采用录像分析和测力的方法，将世界级运动员的起跳动作分为三类。在初始飞行阶段，采用包含三角项和指数项的数学模型对气动力进行了分析。采用三角模型分析了飞行过程中的气动力。（1）起跳技术的分类本研究通过对跳台滑雪运动员起跳过程中的角速度和关节发力规律的分析，明确了跳台滑雪运动员起跳技术的三种重要类型。A型：上身先上举; B型：大腿先上举; C型：膝、髋两关节几乎同时发力。髋、膝关节在每一跳技术中起着重要的发力作用。动力产生的方式对提高每个跳高运动员的技术水平很重要。特色 ...更多信息 每种技术如下：1）在A型技术中，每个关节中的功率产生以规则的顺序发生; 2）B型的特征在于腿的向前旋转以及髋关节和膝关节中功率产生的相位谐振; 3）C型的特征在于膝关节和髋关节中功率产生的模式，其中没有相位谐振。（二）、气动力与数学模型在飞行的初始阶段，物体受到两个力学因素的影响，即起飞运动时产生的物体动量和气动力。在空中飞行时，物体动量减小。由于空气对跳高运动员的影响，动量的衰减应收敛到一定的空气动力值。跳高运动员的运动速度与空气动力之间存在指数关系。同时，运动的物体在气流中产生涡流，在物体后面产生涡流。涡流使物体在空气中作周期性运动。在空中，气动力的周期性形式一直持续到着陆，但其幅值逐渐减小。最大阻力产生在着陆区P点之前。在P点后，起跳者受升力的影响大于阻力。空气动力与雪板长度和身体高度有很大关系。少

项目成果

Tsutomu Sasaki: "Influences of altitude and direction on jump length during flight phase in ski jumping"5th Annual Congress of the European College of Sport Science. 647 (2000)

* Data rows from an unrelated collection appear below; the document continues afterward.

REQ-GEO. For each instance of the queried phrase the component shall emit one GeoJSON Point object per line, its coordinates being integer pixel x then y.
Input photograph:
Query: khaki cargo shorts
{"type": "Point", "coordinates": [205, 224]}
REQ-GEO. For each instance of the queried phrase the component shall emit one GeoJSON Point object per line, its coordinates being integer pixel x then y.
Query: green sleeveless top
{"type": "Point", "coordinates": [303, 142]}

Tsutomu Sasaki：“跳台滑雪飞行阶段高度和方向对跳跃长度的影响”欧洲体育科学学院第五届年会。

Tsutomu Sasaki: "Three techniques of ski jump take-off modeled by changes of joint angle"XVIth ISBS Symposium,Book of Abstracts. 67-67 (1998)

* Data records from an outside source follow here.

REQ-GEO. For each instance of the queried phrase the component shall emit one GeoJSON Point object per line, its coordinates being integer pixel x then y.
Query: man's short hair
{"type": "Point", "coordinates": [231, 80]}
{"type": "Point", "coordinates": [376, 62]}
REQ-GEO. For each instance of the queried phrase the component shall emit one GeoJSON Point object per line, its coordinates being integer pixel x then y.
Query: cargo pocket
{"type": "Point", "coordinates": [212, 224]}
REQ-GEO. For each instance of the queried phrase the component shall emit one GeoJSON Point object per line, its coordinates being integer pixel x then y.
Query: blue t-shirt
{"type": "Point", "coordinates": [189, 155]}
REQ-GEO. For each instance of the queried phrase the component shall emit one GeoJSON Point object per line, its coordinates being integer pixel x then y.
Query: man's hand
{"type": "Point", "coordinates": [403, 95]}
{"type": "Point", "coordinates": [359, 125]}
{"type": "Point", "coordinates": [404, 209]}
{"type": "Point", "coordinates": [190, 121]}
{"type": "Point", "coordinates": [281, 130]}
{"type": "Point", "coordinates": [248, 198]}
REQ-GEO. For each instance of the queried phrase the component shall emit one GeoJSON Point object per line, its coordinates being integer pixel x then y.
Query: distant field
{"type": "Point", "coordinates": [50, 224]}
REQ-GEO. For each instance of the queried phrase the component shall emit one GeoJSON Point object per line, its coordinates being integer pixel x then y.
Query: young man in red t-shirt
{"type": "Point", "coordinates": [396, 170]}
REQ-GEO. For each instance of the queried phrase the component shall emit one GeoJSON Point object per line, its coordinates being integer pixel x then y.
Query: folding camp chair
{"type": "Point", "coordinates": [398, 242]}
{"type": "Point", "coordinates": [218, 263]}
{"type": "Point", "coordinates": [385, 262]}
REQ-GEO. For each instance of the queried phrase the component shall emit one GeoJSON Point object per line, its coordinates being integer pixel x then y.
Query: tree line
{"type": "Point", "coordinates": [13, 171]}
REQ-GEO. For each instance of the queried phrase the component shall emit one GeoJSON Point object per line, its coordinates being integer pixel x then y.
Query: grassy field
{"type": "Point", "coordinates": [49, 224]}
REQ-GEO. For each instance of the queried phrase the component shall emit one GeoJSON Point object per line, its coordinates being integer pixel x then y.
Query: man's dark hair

佐佐木勉：“以关节角度变化为模型的跳台滑雪起跳三种技术”第十六届ISBS研讨会，摘要集。

Tutomu SASAKI, Kazuhiko TSUNODA and Hiroshi HOSHINO: "THREE TECHNIQUES OF SKI JUMP TAKE-OFF MODELEDBY CHANGES OF JOINT ANGLE"XVI International Symposium on Biomechanics in Sports, Konstanz, Germany, Congress proceedings I. 233-236 (1998)

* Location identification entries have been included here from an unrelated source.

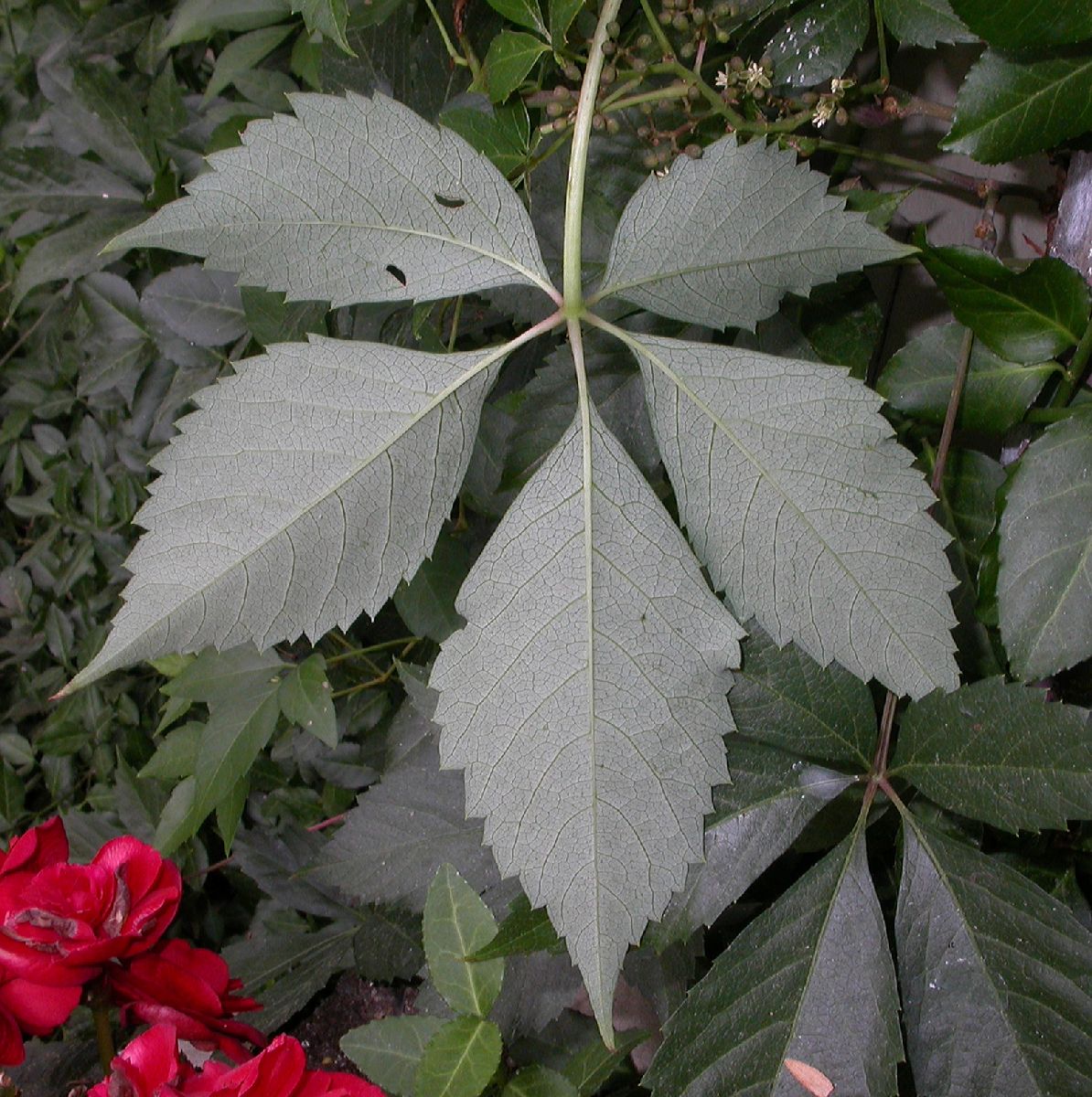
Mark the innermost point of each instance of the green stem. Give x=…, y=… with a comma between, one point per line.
x=1076, y=372
x=103, y=1031
x=882, y=43
x=658, y=31
x=577, y=164
x=448, y=44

Tutomu SASAKI、Kazuhiko TSUNODA 和 Hiroshi HOSHINO：“通过改变关节角度模拟跳台滑雪的三种技术”第十六届国际运动生物力学研讨会，德国康斯坦茨，会议记录 I. 233-236 (1998)

Sasaki T., Tsunoda K., and Hoshino H.: "INFLUENCES OF ALTITUDE AND DIRECTION FOR JUMP LENGTH DURING FLIGHT FHASE IN SKI JUMPING"5th Euoropian College of Sport Science, Jyuvaskyla, Finland. 647 (2000)

Sasaki T.、Tsunoda K. 和 Hoshino H.：“跳台滑雪飞行阶段中高度和跳跃长度方向的影响”第五届欧洲体育科学学院，芬兰尤瓦斯屈莱。

Tsutomu Sasaki: "Aerodynamic force during flight phase in ski jumping "2nd ICSS Congress Abstract Book. 36-37 (2000)

Tsutomu Sasaki：“跳台滑雪飞行阶段的空气动力”第二届 ICSS 大会摘要书。